INGLEWOOD, Calif. — The Los Angeles Rams used a late comeback to down the Cincinnati Bengals, 23-20, in the Super Bowl on Sunday, capturing an N.F.L. championship by scoring a touchdown with less than two minutes remaining in the fourth quarter and then stopping quarterback Joe Burrow from his own last-ditch comeback in the game’s final moments.

Rams quarterback Matthew Stafford finished off the decisive 15-play, 72-yard drive with a 1-yard touchdown pass to Cooper Kupp, who leapt into the air with a defender nearby to grab his second touchdown of the game.

Then, Burrow, the Bengals’ young star who had won a collegiate national championship with Louisiana State, was stopped on his final play and forced to throw an incomplete pass as he faced pressure from Aaron Donald, the Rams’ pass rusher who is one of the best players in the league.

Kupp was named the game’s Most Valuable Player, finishing with eight catches for 92 yards and two scores.

“I just don’t feel deserving of this,” Kupp said after the game, once the “Coop” cheers subsided long enough for him to speak on the field to the crowd. “God is so good. I’m just so thankful for the guys I get to be around, for the coaches, my family. I don’t know what to say.”

It is the second Super Bowl win in franchise history for the Rams, who won their first in 2000, when the team was based in St. Louis and defeated the Tennessee Titans in Atlanta.

Credit…AJ Mast for The New York Times
Credit…Ben Solomon for The New York Times

“I just can’t say enough about how much I l love this group,” said the Rams’ coach, Sean McVay, who at 36 became the youngest head coach to win a Super Bowl.
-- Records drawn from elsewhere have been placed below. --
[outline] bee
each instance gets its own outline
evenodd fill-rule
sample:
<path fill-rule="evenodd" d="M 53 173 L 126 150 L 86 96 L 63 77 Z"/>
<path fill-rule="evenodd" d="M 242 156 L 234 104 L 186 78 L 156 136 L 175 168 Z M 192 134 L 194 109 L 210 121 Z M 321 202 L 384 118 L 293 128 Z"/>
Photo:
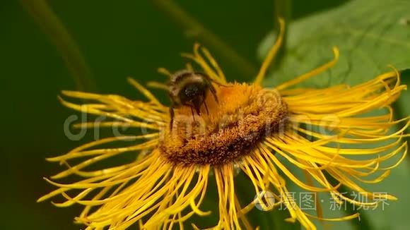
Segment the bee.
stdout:
<path fill-rule="evenodd" d="M 213 95 L 215 101 L 218 103 L 216 97 L 216 90 L 212 85 L 214 83 L 221 85 L 204 73 L 193 72 L 189 71 L 181 71 L 176 72 L 171 77 L 169 87 L 169 96 L 171 99 L 170 107 L 170 128 L 172 129 L 174 121 L 174 109 L 182 106 L 191 108 L 192 117 L 194 119 L 194 110 L 197 114 L 201 115 L 200 108 L 202 104 L 205 106 L 206 113 L 208 107 L 205 102 L 205 98 L 208 92 Z"/>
He added: “There’s something really powerful about being a part of something bigger than yourself. And you can see that in the way that these guys competed.”

Los Angeles had spent much of the second half behind Cincinnati after the Bengals started the third quarter with a long touchdown pass and attempted to contain Los Angeles for as much of the second half as possible.

On the first play of the second half, Burrow tossed a 75-yard touchdown to receiver Tee Higgins to give the Bengals a 17-13 lead. Higgins appeared to grasp the face mask of Jalen Ramsey, the Rams’ Pro Bowl defensive back, on the play, but there was no call for offensive pass interference on the field.

On the following possession, Stafford, who was traded to the Rams from Detroit before the season began, threw a pass that was intended for receiver Ben Skowronek, but the ball corralled off his hands and into the grasp of the Bengals’ defensive back Chidobe Awuzie.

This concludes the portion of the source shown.